Çözüm süreci mi, çözülme süreci mi? - Doğu Silahçıoğlu
ABD ve kimi Batılı devletler ile İsrail’in ardında yer aldığı “Büyük Ortadoğu Tasarımı”na da katkıda bulunan bölücü/ ayrılıkçı terör örgütünün Ortadoğu faaliyetinin Türkiye’deki bölümünde yeni bir aşamaya geçildi.

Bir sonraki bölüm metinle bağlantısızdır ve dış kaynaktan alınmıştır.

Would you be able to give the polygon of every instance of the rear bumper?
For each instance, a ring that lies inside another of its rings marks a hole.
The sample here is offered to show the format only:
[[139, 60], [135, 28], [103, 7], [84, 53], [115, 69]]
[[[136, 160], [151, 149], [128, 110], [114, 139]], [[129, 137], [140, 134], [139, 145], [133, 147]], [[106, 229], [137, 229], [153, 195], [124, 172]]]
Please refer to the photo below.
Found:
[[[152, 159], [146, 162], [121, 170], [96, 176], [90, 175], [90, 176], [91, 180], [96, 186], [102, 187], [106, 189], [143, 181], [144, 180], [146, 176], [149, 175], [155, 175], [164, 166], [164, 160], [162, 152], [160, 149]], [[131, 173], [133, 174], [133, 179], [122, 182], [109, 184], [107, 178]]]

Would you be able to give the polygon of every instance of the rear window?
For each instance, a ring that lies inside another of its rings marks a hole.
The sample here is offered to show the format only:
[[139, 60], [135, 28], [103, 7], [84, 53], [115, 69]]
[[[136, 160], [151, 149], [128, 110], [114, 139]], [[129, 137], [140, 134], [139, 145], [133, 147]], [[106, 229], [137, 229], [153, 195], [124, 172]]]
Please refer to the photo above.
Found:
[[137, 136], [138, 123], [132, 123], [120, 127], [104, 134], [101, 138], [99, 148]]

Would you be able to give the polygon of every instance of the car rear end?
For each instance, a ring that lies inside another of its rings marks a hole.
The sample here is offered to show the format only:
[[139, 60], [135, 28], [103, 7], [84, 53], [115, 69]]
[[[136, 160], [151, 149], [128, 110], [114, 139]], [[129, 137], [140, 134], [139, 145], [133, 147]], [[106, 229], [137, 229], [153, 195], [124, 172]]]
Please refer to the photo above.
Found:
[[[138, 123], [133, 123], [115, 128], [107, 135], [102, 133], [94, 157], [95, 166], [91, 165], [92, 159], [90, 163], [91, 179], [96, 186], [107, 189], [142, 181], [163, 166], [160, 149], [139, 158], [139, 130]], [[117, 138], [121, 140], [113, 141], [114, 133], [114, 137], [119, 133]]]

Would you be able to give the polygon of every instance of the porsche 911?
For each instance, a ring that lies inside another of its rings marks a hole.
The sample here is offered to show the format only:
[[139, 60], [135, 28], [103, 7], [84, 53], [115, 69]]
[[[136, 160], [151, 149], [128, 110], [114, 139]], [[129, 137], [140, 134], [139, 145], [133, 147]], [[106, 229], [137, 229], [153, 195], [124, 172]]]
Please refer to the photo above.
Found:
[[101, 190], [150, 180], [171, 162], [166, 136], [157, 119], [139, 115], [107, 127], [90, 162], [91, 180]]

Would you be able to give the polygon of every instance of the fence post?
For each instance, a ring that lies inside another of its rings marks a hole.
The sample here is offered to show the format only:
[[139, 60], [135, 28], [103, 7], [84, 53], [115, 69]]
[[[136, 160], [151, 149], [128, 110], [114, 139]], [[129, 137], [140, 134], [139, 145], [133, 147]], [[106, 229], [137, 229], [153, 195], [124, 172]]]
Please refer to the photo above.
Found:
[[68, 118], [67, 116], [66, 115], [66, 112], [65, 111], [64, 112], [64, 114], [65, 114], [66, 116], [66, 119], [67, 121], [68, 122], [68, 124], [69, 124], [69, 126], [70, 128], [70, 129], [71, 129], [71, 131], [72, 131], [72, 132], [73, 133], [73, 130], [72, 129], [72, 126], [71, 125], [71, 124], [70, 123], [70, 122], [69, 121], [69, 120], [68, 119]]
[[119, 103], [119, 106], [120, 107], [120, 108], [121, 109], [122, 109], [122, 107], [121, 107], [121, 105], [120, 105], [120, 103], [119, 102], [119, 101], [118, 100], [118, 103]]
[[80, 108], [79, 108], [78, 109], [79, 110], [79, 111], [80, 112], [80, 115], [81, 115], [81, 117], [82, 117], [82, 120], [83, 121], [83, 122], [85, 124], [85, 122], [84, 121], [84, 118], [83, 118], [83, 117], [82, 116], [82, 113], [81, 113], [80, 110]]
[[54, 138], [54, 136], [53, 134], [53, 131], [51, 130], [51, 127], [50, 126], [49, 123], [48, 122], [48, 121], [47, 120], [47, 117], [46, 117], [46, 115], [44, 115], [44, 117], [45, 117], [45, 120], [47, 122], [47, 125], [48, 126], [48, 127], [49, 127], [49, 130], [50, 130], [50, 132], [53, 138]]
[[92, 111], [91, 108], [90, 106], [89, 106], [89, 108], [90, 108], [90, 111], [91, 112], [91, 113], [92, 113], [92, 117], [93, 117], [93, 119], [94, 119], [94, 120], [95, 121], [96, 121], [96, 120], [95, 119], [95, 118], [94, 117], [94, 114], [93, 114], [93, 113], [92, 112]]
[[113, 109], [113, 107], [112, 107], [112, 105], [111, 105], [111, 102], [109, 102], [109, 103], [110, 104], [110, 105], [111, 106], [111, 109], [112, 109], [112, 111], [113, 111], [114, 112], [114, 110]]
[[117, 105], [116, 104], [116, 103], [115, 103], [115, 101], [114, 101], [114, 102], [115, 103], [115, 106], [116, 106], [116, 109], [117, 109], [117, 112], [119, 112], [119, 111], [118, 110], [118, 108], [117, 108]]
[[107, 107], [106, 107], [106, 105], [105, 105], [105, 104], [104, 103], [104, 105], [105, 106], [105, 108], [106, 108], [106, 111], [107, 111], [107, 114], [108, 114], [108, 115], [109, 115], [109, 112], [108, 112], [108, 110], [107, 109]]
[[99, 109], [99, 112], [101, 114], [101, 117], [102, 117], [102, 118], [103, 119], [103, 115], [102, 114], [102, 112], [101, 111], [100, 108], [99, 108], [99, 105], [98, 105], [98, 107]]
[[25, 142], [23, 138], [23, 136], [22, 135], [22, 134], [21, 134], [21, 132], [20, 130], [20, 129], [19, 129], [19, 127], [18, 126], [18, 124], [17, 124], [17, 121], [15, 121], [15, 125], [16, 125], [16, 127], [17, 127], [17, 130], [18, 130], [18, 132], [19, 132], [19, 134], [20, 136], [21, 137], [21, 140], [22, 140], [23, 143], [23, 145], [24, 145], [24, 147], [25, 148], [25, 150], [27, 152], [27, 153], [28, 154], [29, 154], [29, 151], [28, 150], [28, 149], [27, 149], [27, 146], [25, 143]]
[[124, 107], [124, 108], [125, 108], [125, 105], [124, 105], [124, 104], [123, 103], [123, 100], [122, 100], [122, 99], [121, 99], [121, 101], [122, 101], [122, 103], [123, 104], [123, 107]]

1987’den bu yana süren ve binlerce vatan evladının yitirilmesine, büyük acıların yaşanmasına neden olan hareket, Türk Silahlı Kuvvetleri’nin dünyada örneği görülmemiş bir başarısıyla yok edildi. Bu nedenle örgüt silah bırakmak ve silahlı mücadeleden vazgeçmek zorunda kaldı. Bugün geldiği noktada, “demokratik çözüm” olarak adlandırdığı “siyaset alanı”nda faaliyet göstermeye karar kıldı.
Ne var ki bu gelişme, gelecekte ortaya çıkabilecek sorunlar açısından bilinmezlerle dolu bir sürecin başlangıcı oldu. Buna “çözüm süreci” diyenler oldu. Eskilerin deyimiyle malumun ilamından başka bir şey olmayan örgütün silah bırakmasıyla ve kendini feshetmesiyle oluşan bu belirsizlik ortamı toplumda yeni bir tartışma başlattı. Çünkü örgüt görüldüğü kadarıyla bu aşamada anadilde eğitim de dahil olmak üzere, etnik kültürel altyapıyı genişletmek, önce “özerklik”, sonra da Türkiye, İran, Irak ve Suriye tabanlı dört parçalı oluşumu bir “konfederasyon”a dönüştürmek yolunda kararlı olduğunu satır aralarındaki ifadelerle ortaya koymuştu.
Bunu gerçekleştirmek için siyasal iktidar ittifakının istediği biçimde onun önünü açabilecek bir anayasa oluşturulmasına destek vermenin ve bu anayasanın içine kendi hedeflerine ulaşma olanağı sağlayacak hükümleri de dahil ettirebilmenin peşine düştü.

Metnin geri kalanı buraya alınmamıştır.